Tumben sekali, Intan sama sekali tak tertarik mencicipinya. Selera makan Intan merosot sampai titik nol. Padahal biasanya dia itu omnivora sejati alias pemakan segala macam makanan, nggak pernah pilih-pilih.

"Kamu nggak sarapan, Tan? Enak lho masakanku, nggak kalah sama masterchef," kata Bima seraya menyuapkan sesendok penuh nasi goreng ke mulutnya.

Intan mengedikkan bahu, "Lagi males."

Dia pun memilih menyeduh kopi susu dan menyesapnya perlahan.

"Tumben. Nggak lagi diet, kan?"

"Ngapain juga harus diet. Emangnya aku masih kurang langsing?" sahut Intan menaikkan intonasi suaranya.

Bima menggeleng cepat-cepat, khawatir istrinya salah paham dengan kelakarnya tadi.

"Rasanya kok nggak enak badan, ya, Mas."

"Minum obat," saran Bima praktis seraya menikmati nasi goreng buatannya.

"Kalau istrinya ngeluh itu diperhatikan, to, Mas. Kok cuek gitu, sih?"

Bima nyaris tersedak. Lho, kalau sakit ya minum obat. Emangnya ada yang salah, ya?

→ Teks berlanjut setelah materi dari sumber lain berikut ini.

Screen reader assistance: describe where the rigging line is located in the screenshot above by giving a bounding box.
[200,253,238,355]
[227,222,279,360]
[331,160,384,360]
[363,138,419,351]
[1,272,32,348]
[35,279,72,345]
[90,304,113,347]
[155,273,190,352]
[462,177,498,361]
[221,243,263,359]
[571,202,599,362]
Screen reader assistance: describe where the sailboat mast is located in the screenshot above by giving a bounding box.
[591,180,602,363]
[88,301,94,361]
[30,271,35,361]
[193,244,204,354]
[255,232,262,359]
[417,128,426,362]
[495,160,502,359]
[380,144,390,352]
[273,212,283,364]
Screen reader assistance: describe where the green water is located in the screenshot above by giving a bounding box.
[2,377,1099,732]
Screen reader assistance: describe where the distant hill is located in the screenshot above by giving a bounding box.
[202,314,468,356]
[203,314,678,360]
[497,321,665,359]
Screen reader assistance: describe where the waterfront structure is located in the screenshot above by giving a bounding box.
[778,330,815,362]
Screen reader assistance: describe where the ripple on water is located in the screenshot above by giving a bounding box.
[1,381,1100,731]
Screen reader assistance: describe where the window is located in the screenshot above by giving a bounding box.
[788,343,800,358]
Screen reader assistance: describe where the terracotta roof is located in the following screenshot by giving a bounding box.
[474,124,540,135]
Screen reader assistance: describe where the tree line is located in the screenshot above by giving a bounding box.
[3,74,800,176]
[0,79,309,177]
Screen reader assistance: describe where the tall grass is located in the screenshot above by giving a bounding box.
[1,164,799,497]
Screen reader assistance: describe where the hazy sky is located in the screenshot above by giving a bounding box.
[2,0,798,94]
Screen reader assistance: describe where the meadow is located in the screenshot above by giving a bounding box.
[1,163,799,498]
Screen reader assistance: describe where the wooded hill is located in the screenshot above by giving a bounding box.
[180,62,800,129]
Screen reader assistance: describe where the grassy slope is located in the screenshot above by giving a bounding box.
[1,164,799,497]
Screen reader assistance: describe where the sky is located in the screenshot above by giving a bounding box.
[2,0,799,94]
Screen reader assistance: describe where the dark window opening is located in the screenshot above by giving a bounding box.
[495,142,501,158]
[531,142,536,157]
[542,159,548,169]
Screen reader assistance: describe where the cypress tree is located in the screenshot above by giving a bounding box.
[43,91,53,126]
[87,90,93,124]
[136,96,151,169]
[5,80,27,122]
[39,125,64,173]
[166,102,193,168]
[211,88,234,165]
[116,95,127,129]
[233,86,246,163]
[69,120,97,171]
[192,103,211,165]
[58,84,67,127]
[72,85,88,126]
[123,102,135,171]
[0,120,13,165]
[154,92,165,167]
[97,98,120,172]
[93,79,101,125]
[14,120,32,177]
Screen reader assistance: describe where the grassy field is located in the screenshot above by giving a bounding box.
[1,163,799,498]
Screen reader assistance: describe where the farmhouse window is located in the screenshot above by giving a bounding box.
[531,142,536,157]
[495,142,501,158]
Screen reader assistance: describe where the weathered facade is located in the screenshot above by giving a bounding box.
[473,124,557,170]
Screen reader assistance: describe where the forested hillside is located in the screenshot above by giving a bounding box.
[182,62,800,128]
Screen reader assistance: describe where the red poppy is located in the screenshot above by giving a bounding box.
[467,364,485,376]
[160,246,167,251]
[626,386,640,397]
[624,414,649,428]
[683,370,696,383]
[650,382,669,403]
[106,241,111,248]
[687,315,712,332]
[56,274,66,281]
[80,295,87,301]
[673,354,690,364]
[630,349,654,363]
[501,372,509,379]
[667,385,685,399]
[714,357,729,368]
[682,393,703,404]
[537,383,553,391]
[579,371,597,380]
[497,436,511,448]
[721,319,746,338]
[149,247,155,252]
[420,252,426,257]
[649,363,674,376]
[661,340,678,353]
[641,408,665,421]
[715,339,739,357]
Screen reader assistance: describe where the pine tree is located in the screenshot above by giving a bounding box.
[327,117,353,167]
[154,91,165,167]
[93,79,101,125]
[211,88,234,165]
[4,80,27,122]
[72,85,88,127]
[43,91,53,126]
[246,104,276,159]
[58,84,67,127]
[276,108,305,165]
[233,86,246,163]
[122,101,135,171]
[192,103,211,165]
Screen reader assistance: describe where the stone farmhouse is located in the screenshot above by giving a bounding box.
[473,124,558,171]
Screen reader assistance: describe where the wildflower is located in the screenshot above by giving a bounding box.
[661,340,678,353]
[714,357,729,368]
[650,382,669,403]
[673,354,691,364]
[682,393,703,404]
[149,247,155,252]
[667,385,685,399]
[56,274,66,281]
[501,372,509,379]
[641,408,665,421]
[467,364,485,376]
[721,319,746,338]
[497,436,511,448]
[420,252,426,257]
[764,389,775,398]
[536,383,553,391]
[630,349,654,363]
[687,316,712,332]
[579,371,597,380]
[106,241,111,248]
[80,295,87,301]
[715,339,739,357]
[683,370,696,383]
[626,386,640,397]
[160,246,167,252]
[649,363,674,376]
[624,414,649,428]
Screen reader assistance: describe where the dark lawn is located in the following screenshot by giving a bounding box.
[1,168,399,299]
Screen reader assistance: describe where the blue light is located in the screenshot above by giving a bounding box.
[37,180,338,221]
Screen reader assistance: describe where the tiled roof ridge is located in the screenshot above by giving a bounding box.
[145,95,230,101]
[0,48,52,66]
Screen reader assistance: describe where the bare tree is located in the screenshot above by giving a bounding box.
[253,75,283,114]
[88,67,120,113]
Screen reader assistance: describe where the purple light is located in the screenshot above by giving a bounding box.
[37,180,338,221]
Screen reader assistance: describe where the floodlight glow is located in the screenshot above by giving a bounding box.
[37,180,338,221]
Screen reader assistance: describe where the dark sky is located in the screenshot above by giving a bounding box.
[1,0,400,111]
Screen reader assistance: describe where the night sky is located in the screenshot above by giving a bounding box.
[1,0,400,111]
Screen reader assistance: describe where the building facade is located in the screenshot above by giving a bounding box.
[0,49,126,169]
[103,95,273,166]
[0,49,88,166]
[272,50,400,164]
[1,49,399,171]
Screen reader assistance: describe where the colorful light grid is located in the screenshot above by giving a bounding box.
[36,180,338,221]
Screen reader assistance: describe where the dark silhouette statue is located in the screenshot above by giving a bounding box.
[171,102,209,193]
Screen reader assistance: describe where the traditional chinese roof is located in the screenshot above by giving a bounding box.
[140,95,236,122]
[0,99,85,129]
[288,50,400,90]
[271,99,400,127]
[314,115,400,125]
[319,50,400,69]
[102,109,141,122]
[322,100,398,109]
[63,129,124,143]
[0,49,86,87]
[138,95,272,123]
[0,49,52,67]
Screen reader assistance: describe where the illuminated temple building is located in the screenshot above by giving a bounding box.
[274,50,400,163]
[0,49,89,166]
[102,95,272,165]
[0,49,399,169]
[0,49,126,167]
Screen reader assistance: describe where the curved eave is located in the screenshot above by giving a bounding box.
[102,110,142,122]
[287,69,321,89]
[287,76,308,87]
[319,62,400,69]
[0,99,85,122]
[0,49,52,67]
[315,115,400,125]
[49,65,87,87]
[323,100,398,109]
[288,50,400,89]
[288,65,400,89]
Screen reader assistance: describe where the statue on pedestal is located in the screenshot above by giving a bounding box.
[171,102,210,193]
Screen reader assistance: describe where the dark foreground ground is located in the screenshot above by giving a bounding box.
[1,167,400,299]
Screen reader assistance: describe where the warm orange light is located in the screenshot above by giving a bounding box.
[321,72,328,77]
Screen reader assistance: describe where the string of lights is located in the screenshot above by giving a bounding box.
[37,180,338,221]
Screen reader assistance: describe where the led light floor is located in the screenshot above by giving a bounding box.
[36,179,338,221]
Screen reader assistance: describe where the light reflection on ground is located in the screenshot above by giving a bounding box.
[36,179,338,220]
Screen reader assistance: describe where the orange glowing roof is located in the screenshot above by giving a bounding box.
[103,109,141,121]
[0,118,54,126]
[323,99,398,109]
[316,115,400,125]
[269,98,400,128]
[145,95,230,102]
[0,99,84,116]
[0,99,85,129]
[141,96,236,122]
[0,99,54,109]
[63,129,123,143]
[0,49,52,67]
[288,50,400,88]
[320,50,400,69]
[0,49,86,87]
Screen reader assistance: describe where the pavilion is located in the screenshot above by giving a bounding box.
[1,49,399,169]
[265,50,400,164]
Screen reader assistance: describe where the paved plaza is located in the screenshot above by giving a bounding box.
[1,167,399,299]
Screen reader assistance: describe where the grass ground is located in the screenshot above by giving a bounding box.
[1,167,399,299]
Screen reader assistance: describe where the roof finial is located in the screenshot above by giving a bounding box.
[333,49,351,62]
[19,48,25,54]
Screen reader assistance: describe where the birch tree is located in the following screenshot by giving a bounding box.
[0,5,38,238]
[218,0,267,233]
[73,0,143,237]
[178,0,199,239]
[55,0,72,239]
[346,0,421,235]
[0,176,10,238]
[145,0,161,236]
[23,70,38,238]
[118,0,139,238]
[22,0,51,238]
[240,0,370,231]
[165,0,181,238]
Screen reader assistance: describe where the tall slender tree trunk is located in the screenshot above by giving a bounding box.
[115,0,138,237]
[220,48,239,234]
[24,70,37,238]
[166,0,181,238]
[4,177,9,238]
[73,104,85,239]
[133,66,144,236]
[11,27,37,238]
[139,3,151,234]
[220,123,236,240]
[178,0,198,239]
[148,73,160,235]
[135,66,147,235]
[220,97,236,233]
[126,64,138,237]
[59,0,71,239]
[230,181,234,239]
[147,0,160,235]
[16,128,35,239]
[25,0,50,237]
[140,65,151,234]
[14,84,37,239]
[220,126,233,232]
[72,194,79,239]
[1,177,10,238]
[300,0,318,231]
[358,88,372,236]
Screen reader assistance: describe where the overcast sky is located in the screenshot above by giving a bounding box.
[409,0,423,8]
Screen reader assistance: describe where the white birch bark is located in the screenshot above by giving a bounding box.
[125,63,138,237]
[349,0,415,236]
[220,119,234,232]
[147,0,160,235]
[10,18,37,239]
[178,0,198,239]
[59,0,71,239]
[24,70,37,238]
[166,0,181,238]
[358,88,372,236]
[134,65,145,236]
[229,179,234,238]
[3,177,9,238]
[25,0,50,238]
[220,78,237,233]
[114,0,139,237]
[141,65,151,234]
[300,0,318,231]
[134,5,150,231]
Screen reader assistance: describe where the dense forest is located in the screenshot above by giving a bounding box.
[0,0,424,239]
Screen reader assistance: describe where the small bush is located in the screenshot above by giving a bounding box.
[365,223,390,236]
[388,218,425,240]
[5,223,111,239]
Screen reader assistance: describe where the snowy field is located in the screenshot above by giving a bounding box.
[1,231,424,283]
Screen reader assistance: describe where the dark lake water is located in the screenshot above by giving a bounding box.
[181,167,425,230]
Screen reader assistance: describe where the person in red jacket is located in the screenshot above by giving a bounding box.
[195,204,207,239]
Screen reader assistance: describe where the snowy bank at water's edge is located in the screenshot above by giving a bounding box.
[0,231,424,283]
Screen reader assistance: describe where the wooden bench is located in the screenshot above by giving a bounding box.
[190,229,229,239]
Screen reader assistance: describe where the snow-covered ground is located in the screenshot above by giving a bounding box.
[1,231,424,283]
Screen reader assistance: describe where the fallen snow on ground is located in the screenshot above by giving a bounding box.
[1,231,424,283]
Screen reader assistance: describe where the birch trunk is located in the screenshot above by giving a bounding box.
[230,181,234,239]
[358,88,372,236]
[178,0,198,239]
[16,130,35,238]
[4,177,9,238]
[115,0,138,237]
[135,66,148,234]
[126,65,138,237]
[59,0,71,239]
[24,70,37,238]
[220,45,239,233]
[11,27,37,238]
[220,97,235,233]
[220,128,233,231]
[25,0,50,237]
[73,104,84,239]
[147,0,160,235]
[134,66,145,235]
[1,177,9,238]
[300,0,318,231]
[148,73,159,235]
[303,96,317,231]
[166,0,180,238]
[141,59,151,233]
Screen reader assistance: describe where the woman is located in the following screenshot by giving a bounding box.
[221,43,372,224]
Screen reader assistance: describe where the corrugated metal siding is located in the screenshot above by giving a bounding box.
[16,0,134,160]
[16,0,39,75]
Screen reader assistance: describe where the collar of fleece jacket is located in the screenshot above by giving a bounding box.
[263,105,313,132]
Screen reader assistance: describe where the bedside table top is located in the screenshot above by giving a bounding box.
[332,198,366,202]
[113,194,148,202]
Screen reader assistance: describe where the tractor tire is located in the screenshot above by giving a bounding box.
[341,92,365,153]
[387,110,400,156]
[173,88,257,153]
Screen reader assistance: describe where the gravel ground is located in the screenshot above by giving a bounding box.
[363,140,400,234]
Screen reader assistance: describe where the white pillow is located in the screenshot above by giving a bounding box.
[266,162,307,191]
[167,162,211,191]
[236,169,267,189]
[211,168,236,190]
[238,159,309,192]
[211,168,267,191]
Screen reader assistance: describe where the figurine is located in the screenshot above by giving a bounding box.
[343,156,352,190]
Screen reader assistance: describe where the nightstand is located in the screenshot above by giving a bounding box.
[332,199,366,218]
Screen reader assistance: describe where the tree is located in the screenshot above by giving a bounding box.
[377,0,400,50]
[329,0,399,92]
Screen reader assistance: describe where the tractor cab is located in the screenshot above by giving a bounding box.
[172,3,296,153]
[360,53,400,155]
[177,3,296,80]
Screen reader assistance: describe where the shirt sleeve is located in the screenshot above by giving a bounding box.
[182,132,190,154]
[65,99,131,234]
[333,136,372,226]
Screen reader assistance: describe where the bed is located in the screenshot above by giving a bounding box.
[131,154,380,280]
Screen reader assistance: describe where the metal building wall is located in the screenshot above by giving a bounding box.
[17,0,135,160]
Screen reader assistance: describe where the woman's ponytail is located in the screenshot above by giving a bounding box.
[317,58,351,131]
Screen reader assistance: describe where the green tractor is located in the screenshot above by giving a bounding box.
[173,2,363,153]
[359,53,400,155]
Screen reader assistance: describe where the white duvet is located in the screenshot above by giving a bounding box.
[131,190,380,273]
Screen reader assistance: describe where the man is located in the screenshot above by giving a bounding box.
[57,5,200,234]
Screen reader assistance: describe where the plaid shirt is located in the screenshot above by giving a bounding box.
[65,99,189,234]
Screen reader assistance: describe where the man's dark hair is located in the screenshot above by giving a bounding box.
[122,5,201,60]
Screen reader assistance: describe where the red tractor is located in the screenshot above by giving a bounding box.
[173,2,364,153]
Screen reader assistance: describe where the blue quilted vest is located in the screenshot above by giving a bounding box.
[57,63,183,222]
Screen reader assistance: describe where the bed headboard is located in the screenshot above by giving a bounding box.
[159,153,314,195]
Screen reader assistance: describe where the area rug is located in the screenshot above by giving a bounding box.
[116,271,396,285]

"Cuek gimana, sih? Udah dijawab gitu, kok."

"Mbok yo kalau dicurhatin istri itu bilang apa gitu yang menghibur. Atau malah mijitin sebentar. Masak cuma disuruh minum obat. Aku juga udah tau kalau itu."

"Lha, kenapa nggak langsung bilang minta pijit, Sayang?"

"Haaah, susah deh ngomong sama Mas Bima. Ayo, buruan dong makannya."

"Kita nggak berangkat sendiri-sendiri, to?"

"Kan aku lagi nggak enak badan, dianterin lah. Aduh, pengertian dikit dong, Mas."

Bima manggut-manggut sembari cepat-cepat menghabiskan sarapannya, supaya Intan nggak bertambah uring-uringan.

Seperti dugaan Intan sebelumnya, Senin ini adalah hari tersibuk untuknya. Oke, bukan hanya untuk Intan sih tepatnya, tapi seisi kantor.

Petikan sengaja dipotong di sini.